Green silicon carbide (SiC) is a popular abrasive material used in lapping, polishing, and grinding applications due to its high hardness (9.2–9.5 on the Mohs scale) and sharp, angular grains. Here’s how it functions as a lapping media:
Properties of Green Silicon Carbide for Lapping:
High Hardness – Harder than aluminum oxide and close to diamond, making it effective for lapping hard materials like tungsten carbide, ceramics, and glass.
Sharp & Friable Grains – Fractures under pressure to maintain sharp cutting edges, ensuring consistent material removal.
Chemical Stability – Resistant to reactions with coolants or workpiece materials, making it suitable for precision lapping.

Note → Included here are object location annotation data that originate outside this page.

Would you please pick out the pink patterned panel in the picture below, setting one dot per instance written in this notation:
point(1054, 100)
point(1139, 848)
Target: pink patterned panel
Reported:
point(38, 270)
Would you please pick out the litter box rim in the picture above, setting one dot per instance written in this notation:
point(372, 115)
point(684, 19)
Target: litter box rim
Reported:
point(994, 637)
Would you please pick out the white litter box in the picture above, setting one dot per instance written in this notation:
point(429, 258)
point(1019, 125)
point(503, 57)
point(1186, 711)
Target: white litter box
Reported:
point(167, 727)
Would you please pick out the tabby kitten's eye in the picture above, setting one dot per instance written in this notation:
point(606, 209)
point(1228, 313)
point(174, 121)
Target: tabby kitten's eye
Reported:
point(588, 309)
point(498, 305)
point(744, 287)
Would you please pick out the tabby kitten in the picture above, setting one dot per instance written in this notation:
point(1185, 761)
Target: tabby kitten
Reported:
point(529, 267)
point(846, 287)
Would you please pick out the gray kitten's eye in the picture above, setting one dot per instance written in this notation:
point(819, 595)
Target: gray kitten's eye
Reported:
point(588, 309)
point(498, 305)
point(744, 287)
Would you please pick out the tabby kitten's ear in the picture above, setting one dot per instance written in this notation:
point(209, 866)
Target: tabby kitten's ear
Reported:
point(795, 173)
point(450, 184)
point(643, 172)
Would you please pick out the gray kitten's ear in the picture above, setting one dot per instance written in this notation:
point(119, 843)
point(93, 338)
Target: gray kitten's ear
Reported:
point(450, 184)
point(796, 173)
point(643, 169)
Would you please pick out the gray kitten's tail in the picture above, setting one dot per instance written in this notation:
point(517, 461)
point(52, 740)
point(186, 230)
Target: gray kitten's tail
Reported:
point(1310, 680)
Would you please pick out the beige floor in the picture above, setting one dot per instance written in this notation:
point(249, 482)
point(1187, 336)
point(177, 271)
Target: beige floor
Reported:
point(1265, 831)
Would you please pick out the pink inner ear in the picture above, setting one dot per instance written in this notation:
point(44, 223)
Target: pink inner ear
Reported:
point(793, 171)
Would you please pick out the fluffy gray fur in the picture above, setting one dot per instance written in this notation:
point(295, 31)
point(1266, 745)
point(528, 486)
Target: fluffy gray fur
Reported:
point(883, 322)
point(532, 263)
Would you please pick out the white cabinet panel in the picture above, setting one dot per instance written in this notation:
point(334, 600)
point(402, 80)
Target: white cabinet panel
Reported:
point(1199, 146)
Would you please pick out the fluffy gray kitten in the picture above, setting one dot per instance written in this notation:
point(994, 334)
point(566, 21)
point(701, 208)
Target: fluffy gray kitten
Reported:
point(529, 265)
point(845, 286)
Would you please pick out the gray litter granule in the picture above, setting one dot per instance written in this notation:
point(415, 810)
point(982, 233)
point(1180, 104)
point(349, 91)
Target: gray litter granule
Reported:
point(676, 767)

Thermal Conductivity – Helps dissipate heat, reducing thermal damage to workpieces.
Common Applications:
Hard Materials: Tungsten carbide, sapphire, ceramics, quartz, and silicon wafers.
Precision Lapping: Used in lapping compounds or slurries for fine surface finishing.
Loose Abrasive Grinding/Poliishing: Mixed with oils or water-based carriers for manual or machine-assisted lapping.
Grit Sizes Available:
Coarse (F80–F220): For rapid stock removal.
Medium (F240–F600): For intermediate smoothing.
Fine (F800–F1200+): For fine finishing and ultra-smooth surfaces.
Advantages Over Other Abrasives:
Faster Cutting than aluminum oxide (white or brown) for hard materials.
More Affordable than diamond or boron carbide for many applications.
Lower Contamination Risk compared to softer abrasives that may embed in the workpiece.
Limitations:
Not ideal for lapping soft metals (e.g., aluminum, copper) due to excessive embedment.
Wears faster than diamond in extreme-hardness applications.
Best Practices for Use:
Use with a lapping oil or water-based carrier to improve particle distribution and cooling.
Match grit size to desired surface finish (finer grits for smoother finishes).
Refresh abrasive slurry periodically to maintain cutting efficiency.
Alternatives:
Diamond: Best for ultra-hard materials (e.g., PCD, CVD coatings) but more expensive.
Boron Carbide (B₄C): Harder than SiC but costly and less common.
Aluminum Oxide (Al₂O₃): Softer, better for steel and softer alloys.